「学生参加」こそ、大学改革の中心に

豊島 耕一 (佐賀大学理工学部教授)

 「アカウンタビリティー」という言葉が間違って使われていないだろうか。日本は民主主義国だから国民の意思は政府が代表しており、国費を使うのなら政府の命令を受けるのは当然というように。もっともらしい理屈に見えるが、しかしどこまで命令できて、どのような問題には口出ししてはいけないかというけじめをはっきりさせないと旧ソ連型の「社会主義」を博物館から甦らせることになる。

 ところが国立大学を「独立」行政法人化するというのはまさにこの類のことなのである(現行との比較)。いつから日本は旧ソ連のまねをすることに決めたのだろうか。文科相がすべての国立大学に目標を指示し、実行結果を政府が評価するなどという異常な制度をとっている国が欧米に存在しないことは文科省系の研究機関が出した報告書も認めている。教育基本法10条が示すような、官僚支配を避けて「国民に直接責任を負う」ようなやり方を見つける努力こそ必要なのだ。

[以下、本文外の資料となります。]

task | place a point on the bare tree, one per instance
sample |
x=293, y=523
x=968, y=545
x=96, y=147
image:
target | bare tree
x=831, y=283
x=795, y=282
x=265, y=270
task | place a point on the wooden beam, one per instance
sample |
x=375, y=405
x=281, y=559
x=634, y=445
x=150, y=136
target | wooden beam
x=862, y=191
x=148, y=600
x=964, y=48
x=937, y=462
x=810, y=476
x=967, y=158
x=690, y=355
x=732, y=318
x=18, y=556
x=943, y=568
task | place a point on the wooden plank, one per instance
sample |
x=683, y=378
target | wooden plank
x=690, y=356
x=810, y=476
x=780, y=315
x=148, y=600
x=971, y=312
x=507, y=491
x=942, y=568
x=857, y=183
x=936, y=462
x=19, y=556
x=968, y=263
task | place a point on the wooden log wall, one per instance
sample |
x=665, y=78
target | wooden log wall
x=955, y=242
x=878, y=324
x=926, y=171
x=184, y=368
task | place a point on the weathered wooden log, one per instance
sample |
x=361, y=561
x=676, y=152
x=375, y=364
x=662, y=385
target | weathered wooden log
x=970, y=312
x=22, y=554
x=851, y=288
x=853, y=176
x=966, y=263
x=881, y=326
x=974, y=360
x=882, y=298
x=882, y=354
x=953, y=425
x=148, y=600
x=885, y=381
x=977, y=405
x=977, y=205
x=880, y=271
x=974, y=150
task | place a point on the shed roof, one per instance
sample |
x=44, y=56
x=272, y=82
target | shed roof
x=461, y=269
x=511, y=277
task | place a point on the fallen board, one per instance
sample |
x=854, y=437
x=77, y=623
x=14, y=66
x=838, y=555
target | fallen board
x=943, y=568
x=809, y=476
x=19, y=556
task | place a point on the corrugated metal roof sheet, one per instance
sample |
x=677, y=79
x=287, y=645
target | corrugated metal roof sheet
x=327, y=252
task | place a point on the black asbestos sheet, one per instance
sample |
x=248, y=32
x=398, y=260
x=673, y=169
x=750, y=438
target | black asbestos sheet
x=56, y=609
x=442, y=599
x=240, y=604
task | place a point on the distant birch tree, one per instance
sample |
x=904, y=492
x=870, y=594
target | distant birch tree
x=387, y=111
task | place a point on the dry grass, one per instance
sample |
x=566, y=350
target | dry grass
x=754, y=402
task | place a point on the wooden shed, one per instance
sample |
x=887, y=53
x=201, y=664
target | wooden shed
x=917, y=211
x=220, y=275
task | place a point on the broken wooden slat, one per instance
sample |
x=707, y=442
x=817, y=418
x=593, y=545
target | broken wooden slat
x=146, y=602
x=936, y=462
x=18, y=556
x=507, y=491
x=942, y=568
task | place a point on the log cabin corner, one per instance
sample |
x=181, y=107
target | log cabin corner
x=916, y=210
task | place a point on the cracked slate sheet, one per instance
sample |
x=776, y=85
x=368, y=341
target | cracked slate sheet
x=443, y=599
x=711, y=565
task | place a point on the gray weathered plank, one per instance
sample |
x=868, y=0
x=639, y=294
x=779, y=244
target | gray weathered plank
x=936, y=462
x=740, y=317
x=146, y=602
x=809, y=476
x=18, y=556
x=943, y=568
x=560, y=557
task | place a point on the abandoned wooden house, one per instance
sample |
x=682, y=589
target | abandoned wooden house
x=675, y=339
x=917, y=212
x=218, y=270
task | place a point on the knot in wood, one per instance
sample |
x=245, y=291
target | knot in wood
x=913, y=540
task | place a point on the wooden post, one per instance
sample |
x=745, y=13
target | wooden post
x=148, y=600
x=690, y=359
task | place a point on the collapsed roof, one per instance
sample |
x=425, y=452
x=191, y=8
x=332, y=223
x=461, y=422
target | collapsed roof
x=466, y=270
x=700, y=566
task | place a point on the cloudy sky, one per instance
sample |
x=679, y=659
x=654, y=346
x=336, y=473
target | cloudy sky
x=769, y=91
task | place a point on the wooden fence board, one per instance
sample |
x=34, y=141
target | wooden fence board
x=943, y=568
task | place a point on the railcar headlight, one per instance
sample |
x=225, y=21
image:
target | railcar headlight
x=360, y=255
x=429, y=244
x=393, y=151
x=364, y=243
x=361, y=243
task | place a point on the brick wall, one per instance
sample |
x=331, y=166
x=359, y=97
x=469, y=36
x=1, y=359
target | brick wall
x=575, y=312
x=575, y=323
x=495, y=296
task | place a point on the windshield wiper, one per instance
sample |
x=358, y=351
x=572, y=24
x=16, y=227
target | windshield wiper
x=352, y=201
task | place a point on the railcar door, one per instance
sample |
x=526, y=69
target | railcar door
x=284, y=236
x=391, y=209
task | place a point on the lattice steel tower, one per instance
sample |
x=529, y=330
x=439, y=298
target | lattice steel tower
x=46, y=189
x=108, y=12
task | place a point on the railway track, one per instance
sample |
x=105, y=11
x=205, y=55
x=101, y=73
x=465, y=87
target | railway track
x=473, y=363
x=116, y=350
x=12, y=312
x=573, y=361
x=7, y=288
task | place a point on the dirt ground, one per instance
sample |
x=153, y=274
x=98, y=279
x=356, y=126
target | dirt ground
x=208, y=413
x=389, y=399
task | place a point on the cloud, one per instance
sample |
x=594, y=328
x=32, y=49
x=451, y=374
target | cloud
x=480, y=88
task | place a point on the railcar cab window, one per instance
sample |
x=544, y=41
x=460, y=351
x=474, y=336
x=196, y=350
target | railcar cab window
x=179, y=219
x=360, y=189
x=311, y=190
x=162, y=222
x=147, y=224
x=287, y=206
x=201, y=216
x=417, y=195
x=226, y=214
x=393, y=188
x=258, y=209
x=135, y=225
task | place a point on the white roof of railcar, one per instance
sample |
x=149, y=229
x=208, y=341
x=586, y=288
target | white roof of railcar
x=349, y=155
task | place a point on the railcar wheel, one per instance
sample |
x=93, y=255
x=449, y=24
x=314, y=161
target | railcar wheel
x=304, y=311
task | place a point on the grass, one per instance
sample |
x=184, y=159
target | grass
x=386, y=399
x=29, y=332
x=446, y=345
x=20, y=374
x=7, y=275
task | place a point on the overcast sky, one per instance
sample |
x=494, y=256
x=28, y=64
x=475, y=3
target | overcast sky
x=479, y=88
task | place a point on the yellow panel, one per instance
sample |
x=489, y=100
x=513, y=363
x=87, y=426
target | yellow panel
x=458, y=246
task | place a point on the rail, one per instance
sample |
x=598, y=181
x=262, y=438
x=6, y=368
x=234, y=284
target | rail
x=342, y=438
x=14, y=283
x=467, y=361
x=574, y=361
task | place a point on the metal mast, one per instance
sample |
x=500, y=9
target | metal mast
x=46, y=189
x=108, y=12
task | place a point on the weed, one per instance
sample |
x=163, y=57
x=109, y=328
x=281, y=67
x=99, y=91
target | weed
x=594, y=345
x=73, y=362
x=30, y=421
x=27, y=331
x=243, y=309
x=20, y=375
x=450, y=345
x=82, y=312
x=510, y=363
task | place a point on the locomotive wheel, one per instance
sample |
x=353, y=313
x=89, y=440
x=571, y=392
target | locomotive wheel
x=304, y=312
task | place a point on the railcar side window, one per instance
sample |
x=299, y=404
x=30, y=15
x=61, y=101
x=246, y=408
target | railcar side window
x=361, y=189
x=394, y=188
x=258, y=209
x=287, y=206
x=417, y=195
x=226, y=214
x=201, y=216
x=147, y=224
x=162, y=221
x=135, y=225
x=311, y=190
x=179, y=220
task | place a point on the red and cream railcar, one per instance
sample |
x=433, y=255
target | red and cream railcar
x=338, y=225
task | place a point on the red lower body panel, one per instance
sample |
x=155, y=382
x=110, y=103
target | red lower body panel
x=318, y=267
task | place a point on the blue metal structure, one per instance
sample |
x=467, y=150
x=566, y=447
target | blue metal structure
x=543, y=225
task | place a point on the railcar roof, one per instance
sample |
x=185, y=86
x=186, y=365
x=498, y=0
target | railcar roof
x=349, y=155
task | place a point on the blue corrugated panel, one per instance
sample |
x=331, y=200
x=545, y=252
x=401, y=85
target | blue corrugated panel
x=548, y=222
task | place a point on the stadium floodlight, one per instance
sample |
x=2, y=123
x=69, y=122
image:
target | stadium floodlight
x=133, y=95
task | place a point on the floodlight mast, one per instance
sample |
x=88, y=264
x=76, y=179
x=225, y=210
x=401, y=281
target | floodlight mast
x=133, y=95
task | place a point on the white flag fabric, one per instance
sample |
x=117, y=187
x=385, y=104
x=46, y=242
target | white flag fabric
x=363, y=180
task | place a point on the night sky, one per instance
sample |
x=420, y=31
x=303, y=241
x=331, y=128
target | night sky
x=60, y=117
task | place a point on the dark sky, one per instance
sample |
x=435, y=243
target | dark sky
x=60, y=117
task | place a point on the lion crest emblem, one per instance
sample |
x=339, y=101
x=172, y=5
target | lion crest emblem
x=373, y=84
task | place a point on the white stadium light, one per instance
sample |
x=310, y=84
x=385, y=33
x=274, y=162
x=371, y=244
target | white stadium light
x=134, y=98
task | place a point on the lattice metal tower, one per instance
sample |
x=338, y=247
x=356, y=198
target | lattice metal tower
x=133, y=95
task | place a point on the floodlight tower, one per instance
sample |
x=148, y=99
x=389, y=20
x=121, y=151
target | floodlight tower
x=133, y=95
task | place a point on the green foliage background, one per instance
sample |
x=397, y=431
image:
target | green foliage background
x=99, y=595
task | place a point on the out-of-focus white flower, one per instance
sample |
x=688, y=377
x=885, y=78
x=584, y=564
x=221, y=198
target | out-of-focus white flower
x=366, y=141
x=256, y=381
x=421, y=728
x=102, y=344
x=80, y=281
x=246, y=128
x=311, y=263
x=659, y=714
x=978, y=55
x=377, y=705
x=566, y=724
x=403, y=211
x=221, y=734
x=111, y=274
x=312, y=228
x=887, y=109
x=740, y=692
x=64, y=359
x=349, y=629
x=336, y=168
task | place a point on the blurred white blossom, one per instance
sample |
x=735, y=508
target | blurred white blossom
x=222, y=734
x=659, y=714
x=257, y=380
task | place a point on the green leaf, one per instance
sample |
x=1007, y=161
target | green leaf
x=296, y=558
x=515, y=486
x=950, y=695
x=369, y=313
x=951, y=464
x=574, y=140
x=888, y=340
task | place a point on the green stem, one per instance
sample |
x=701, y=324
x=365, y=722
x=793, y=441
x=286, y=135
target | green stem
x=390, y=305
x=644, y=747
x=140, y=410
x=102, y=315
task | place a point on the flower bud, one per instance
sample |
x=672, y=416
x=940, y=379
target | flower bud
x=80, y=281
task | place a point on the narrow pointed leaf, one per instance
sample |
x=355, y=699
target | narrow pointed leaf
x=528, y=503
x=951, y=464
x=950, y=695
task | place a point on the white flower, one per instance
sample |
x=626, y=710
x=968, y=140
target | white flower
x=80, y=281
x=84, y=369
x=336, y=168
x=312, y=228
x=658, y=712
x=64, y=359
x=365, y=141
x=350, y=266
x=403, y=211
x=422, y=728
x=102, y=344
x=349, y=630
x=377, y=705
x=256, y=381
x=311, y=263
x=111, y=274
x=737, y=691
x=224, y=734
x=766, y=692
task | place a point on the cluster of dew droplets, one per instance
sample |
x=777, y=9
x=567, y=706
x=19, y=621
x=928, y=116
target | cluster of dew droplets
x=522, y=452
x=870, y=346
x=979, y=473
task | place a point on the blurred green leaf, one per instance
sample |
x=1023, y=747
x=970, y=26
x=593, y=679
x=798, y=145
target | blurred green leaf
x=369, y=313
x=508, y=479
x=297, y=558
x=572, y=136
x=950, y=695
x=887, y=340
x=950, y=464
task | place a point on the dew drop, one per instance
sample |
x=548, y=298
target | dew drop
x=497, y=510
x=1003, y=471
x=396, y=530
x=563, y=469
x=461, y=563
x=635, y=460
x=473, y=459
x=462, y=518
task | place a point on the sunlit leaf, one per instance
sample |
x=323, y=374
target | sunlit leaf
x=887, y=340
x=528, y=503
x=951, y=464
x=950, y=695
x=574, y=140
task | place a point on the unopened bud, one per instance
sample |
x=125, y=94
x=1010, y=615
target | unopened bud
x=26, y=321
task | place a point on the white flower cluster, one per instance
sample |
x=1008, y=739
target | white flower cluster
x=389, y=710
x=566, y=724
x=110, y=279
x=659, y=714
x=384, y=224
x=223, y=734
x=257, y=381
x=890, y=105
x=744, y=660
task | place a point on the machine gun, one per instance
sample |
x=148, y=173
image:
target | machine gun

 このための指針は、教育界のグローバルスタンダードとも言うべき98年の「ユネスコ高等教育世界宣言」に求められる。そこには「大学運営への学生の関与」が述べられている。辞書に「権利」という言葉も持たない (例1,例2) ような文部科学省の大学審議会や「調査検討会議」を過大評価すると未来を誤る。